Negative lifestyle factors such as excess weight, smoking, physical inactivity, and binge drinking can affect the health of patients taking certain medications.
With smoking, for instance, the most consistently observed effect of cigarettes on drug metabolism is an increase in the clearance of drugs that are substrates of CYP1A2, which include clozapine, fluvoxamine, olanzapine, tacrine, and theophylline.
Meanwhile, alcohol intake can have both short- and long-term effects in patients with diabetes, including interactions with diabetes medications and worsening of preexisting complications. For example, mixing insulin and oral hypoglycemic with alcohol may increase the risk of hypoglycemic reactions, while mixing metformin with chronic alcohol use may predispose a patient to lactic acidosis.
4. A patient may have comorbid conditions.
Approximately 50% of all patients with chronic conditions have comorbidities.

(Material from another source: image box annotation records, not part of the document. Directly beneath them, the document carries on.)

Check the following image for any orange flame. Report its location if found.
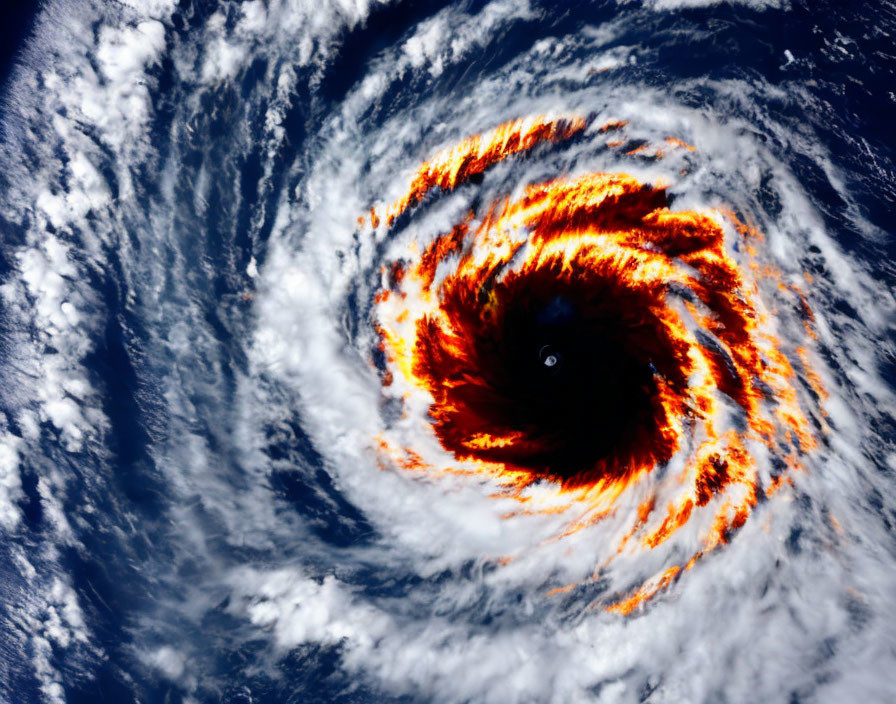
[371,117,824,615]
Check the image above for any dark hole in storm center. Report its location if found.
[468,291,655,479]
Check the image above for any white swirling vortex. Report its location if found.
[0,0,896,702]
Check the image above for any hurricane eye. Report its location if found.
[538,345,562,369]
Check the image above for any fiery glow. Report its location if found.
[370,118,824,614]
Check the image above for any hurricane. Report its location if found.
[0,0,896,704]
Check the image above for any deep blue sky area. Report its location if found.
[0,0,40,85]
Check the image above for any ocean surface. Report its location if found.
[0,0,896,704]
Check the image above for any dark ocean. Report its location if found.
[0,0,896,704]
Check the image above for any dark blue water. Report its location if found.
[0,0,896,704]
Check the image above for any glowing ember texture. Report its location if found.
[371,118,823,614]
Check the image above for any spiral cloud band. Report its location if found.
[0,0,896,704]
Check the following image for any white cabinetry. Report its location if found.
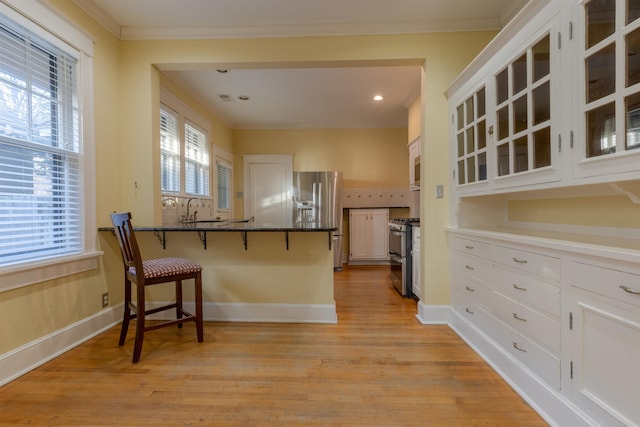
[566,258,640,426]
[450,229,640,427]
[447,0,640,196]
[349,209,389,264]
[409,137,421,190]
[411,226,422,299]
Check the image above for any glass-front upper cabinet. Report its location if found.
[495,33,555,178]
[577,0,640,176]
[454,87,487,186]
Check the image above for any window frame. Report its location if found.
[0,0,97,292]
[158,88,213,199]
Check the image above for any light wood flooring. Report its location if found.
[0,267,547,427]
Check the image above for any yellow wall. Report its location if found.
[0,0,494,353]
[507,196,640,228]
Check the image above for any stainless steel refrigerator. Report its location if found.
[292,171,342,270]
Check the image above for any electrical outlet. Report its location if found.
[102,292,109,308]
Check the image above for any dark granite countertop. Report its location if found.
[98,220,337,232]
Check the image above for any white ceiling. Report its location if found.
[73,0,528,129]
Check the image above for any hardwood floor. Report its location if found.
[0,267,547,427]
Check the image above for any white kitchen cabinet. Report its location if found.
[450,229,640,427]
[349,209,389,264]
[567,260,640,427]
[447,0,640,197]
[409,137,421,190]
[572,0,640,181]
[411,226,422,299]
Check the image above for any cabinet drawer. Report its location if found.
[493,266,560,317]
[451,253,491,283]
[492,246,560,282]
[453,237,491,260]
[452,273,492,310]
[493,292,560,355]
[567,261,640,307]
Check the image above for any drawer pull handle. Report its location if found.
[620,285,640,295]
[513,341,527,353]
[513,313,527,322]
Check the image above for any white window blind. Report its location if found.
[216,161,231,211]
[0,15,84,267]
[184,123,209,196]
[160,108,180,193]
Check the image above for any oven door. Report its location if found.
[389,253,404,295]
[389,226,405,258]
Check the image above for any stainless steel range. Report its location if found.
[389,218,420,298]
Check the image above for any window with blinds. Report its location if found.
[0,15,84,267]
[184,122,209,196]
[160,108,180,193]
[216,161,231,211]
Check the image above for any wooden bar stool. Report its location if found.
[111,212,204,363]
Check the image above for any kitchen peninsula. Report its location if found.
[99,221,337,323]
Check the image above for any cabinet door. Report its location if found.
[575,0,640,179]
[349,209,370,260]
[368,209,389,260]
[570,290,640,427]
[490,25,559,187]
[349,209,389,261]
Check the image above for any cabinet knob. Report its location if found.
[620,285,640,295]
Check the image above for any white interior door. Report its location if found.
[244,155,293,225]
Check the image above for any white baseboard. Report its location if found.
[0,303,338,387]
[448,307,594,427]
[416,301,451,325]
[149,302,338,323]
[0,304,122,386]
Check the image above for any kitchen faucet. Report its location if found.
[183,197,198,222]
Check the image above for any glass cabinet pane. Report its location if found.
[585,0,616,49]
[497,143,509,176]
[587,102,616,157]
[626,0,640,24]
[533,82,551,125]
[478,153,487,181]
[511,53,527,95]
[467,127,475,154]
[625,93,640,150]
[496,69,509,104]
[513,95,528,133]
[625,29,640,87]
[496,106,509,141]
[513,136,529,173]
[476,88,486,118]
[465,96,475,124]
[531,35,550,82]
[467,157,476,183]
[533,128,551,169]
[477,120,487,150]
[586,44,616,102]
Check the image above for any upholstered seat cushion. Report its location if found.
[129,258,202,279]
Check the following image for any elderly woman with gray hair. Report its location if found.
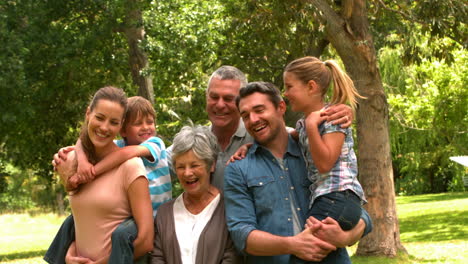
[151,126,240,264]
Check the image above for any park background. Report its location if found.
[0,0,468,263]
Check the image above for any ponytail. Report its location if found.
[323,60,365,111]
[284,56,365,111]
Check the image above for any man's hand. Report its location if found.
[291,225,336,261]
[305,216,351,248]
[226,143,253,166]
[52,146,75,171]
[321,104,354,128]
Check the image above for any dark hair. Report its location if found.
[80,86,127,164]
[236,82,283,108]
[122,96,156,128]
[284,56,365,110]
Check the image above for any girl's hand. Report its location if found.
[226,143,252,166]
[322,104,354,128]
[305,110,327,127]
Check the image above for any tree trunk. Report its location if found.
[123,0,154,104]
[55,190,65,216]
[312,0,406,257]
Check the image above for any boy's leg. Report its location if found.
[44,215,75,264]
[109,217,138,264]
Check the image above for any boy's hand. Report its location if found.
[322,104,354,128]
[65,241,93,264]
[52,146,75,171]
[226,143,252,166]
[77,160,96,184]
[65,174,80,192]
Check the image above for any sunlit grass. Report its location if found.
[0,193,468,264]
[0,214,64,263]
[349,192,468,264]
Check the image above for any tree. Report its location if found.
[311,0,404,256]
[122,0,154,104]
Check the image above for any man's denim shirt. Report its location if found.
[224,136,310,263]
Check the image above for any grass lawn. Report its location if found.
[0,192,468,264]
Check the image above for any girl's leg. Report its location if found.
[44,215,75,264]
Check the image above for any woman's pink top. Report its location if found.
[70,155,146,260]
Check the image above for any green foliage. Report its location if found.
[379,40,468,194]
[144,0,225,142]
[368,0,468,64]
[0,0,138,208]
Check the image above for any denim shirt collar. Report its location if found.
[249,135,302,157]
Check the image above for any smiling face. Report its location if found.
[120,114,156,145]
[239,92,286,148]
[173,150,214,197]
[283,72,314,112]
[86,99,125,153]
[206,78,241,131]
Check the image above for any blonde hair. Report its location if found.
[284,56,365,111]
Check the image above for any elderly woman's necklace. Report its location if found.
[183,188,217,215]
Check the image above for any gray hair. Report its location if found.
[172,125,219,171]
[207,65,247,90]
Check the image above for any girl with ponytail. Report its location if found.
[283,56,366,263]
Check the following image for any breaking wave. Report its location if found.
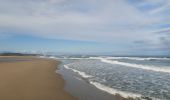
[100,58,170,73]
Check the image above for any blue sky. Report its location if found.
[0,0,170,55]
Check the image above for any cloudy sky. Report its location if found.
[0,0,170,55]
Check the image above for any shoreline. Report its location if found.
[0,56,76,100]
[56,59,137,100]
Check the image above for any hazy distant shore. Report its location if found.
[0,56,75,100]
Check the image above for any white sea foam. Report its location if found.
[90,81,142,98]
[100,58,170,73]
[106,57,170,60]
[64,65,92,78]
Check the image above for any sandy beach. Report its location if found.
[0,57,75,100]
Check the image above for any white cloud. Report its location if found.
[0,0,169,46]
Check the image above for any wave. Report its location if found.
[106,57,170,60]
[90,81,142,98]
[64,65,93,78]
[100,58,170,73]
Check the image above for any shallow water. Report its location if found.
[50,57,170,100]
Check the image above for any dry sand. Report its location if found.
[0,57,75,100]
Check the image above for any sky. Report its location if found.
[0,0,170,55]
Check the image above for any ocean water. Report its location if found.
[42,56,170,100]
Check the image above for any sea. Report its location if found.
[40,55,170,100]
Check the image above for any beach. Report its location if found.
[0,56,75,100]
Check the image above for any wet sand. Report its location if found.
[0,57,75,100]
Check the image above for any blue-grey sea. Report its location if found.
[41,56,170,100]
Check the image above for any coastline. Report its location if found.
[0,56,75,100]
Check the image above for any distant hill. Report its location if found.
[0,53,39,56]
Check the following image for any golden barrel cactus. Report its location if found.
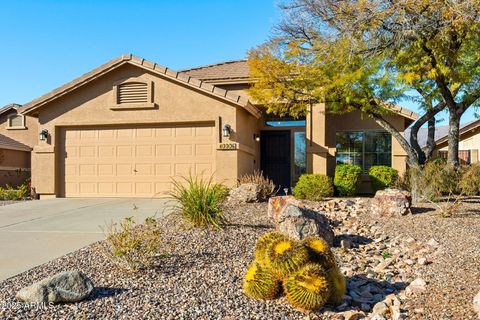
[283,263,331,311]
[265,238,308,279]
[243,261,281,300]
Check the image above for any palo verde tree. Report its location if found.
[249,0,480,166]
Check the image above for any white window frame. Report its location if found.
[7,113,27,130]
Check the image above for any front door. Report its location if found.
[260,130,291,190]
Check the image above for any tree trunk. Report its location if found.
[447,109,461,167]
[370,114,420,168]
[424,118,437,162]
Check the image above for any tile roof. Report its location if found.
[22,53,261,118]
[182,60,250,82]
[404,120,480,148]
[0,134,32,151]
[0,103,22,114]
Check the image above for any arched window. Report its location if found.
[7,114,25,129]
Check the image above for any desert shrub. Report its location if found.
[458,163,480,196]
[0,183,30,201]
[238,170,275,199]
[293,174,333,201]
[368,166,398,191]
[104,217,166,271]
[170,175,228,228]
[333,164,362,196]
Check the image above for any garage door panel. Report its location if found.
[61,125,215,197]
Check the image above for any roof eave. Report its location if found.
[22,54,258,117]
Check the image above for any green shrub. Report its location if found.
[333,164,362,196]
[104,217,166,271]
[293,174,333,201]
[170,175,228,228]
[458,163,480,196]
[0,183,30,201]
[368,166,398,191]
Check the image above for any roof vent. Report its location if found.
[117,82,150,104]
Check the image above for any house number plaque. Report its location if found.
[217,143,238,150]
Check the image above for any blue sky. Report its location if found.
[0,0,473,122]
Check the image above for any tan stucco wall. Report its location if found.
[32,65,254,195]
[0,110,39,147]
[0,149,30,187]
[306,104,407,192]
[437,129,480,163]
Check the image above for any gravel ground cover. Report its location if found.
[0,199,480,320]
[365,197,480,320]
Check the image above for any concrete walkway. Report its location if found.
[0,198,171,281]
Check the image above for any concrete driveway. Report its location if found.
[0,198,171,281]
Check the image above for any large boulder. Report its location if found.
[16,270,93,303]
[268,196,334,245]
[229,183,262,203]
[371,189,412,217]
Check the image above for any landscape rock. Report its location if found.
[473,291,480,319]
[16,270,93,303]
[229,183,262,203]
[370,189,412,217]
[269,198,334,245]
[405,278,427,295]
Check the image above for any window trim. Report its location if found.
[335,129,393,174]
[7,113,27,130]
[110,77,156,110]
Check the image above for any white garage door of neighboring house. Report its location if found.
[59,125,215,197]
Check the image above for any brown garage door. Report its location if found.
[60,125,215,197]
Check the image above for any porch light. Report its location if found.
[222,124,232,137]
[38,129,48,141]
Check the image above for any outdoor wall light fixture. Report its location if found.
[222,124,232,137]
[38,129,48,141]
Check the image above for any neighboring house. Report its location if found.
[14,54,416,198]
[405,119,480,164]
[0,104,38,187]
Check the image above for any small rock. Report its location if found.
[370,189,412,217]
[343,310,365,320]
[16,270,93,303]
[473,291,480,319]
[228,183,262,203]
[372,302,388,316]
[340,239,352,250]
[405,278,427,295]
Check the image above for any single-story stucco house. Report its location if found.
[4,54,416,198]
[405,119,480,164]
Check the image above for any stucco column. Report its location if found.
[32,126,56,199]
[306,103,335,175]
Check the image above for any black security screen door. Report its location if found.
[260,130,291,189]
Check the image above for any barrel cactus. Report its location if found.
[243,232,346,311]
[283,263,331,311]
[265,238,308,279]
[302,237,337,269]
[243,261,281,300]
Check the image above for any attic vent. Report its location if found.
[117,82,150,104]
[8,114,25,128]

Because current health care practice focuses on diagnosing and prescribing, the need to taper, reduce, or discontinue inappropriate medication therapy receives relatively little attention.
Thomas R. Clark, RPh, MHS, CGP, executive director of the Commission for Certification in Geriatric Pharmacy, told Pharmacy Times that failure to reconcile medications and properly manage comorbid chronic diseases may affect elderly patients in particular.
He noted that older adults often fall victim to the “prescribing cascade” that occurs when “new symptoms end up being treating with a new drug instead of discontinuing or changing the offending drug that is causing the symptom.”
To avoid polypharmacy, pharmacists must review drug regimens carefully and screen for drug interactions, dosing irregularities, and other blatant red flags.